Looking at the example of anti-virus specifically, one option is to purchase an inline anti-virus appliance and install it in the network, letting it filter all network traffic to find and eliminate viruses. But this is less than optimal, as you'd need one of these appliances behind every single closet switch in the organization. Plus, an inline appliance filters everything, even from clients who have already passed NAC compliance checks because they run their own anti-virus software.
This is where Wi-Fi and NAC again provide us with an advantage. Even though Wi-Fi access points are distributed far and wide throughout your buildings, modern enterprise Wi-Fi systems typically transport all network traffic back to a central controller – this is the so-called Thin AP model. The Wi-Fi controller is typically located in a datacenter or other central location, and it's easy at that point to add inline appliances. What's more, if the Wi-Fi controller is smart enough to understand user identity and NAC posture, it can selectively send traffic to security appliances only from non-compliant devices. Clients that pass NAC posture checks can be given unfiltered access to the network, while clients that cannot validate their posture will have security services provided by the network – all unobtrusively, without the end user seeing any difference.

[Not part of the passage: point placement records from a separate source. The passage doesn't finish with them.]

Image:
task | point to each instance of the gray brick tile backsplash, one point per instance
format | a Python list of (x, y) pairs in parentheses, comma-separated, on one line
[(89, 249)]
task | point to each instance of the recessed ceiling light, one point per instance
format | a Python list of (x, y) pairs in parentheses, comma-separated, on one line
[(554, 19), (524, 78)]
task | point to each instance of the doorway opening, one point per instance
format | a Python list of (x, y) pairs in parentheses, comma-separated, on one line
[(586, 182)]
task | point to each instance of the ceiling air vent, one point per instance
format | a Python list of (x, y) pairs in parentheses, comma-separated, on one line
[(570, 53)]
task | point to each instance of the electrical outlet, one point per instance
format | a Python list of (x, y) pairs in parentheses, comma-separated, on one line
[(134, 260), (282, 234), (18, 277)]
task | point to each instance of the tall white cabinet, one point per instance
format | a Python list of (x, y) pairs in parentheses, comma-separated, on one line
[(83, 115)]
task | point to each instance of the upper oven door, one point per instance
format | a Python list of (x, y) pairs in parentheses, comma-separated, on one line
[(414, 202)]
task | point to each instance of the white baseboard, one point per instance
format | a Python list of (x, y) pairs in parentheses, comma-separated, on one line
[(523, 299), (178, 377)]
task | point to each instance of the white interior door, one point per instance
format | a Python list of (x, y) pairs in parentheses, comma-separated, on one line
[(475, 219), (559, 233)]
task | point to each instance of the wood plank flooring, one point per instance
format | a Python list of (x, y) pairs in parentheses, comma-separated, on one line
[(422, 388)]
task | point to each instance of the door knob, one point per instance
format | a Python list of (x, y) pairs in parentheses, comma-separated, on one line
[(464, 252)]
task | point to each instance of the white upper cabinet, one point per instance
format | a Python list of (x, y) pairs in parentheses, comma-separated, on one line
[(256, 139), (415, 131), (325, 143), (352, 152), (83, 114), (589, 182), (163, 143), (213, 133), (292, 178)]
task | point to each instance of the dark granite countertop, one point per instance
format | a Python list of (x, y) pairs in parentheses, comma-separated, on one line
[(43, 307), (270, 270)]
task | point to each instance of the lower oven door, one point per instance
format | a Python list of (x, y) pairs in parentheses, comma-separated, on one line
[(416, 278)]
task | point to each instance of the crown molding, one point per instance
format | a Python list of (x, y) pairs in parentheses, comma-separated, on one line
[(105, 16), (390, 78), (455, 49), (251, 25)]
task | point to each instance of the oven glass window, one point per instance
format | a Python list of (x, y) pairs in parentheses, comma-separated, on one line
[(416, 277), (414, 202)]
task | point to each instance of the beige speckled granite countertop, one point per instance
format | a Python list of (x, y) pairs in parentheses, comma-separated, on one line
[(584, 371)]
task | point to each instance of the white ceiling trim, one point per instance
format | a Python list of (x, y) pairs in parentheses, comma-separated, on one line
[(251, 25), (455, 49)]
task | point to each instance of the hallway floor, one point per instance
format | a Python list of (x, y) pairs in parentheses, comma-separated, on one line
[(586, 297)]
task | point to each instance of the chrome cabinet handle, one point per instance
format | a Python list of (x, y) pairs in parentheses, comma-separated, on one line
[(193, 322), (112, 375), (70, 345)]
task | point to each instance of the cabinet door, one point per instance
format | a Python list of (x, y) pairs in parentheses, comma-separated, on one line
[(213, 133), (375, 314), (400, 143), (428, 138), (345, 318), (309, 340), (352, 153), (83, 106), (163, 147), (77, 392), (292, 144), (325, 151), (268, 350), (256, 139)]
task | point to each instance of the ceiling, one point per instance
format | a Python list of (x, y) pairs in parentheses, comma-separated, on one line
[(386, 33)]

These ideas about Wi-Fi + NAC are starting to catch on in the industry. Many IT managers have expressed keen interest in implementing some form of network authentication, and Wi-Fi provides them a path forward that is much less expensive than retrofitting authentication onto a wired network. Do nothing more than implement authentication and you've already taken a huge step towards improving network security. The next step – posture or health checking – is less popular today, but much of this results from confusion over the many competing NAC architectures that are available. The Trusted Computing Group (TCG) is trying to address this problem through its Trusted Network Connect (TNC) working group, which specifies standardized interfaces through which NAC components talk to each other. Many NAC architectures, including Microsoft's Network Access Protection (NAP), are fully compatible with TCG-TNC, making the decision to implement NAC much less risky than it used to be.
Time will tell if NAC's comeback will happen, but certain facts are undeniable: Network security is still an issue. Compliance requirements are increasing. The expense and negative publicity associated with a security breach still hurt business. NAC provides an avenue to address all these concerns, and it is far easier – and more secure – to implement NAC with Wi-Fi than it is to implement NAC on a wired network. As more and more enterprise organizations embrace Wi-Fi, it seems probable that we'll soon see NAC and Wi-Fi become “best friends forever.”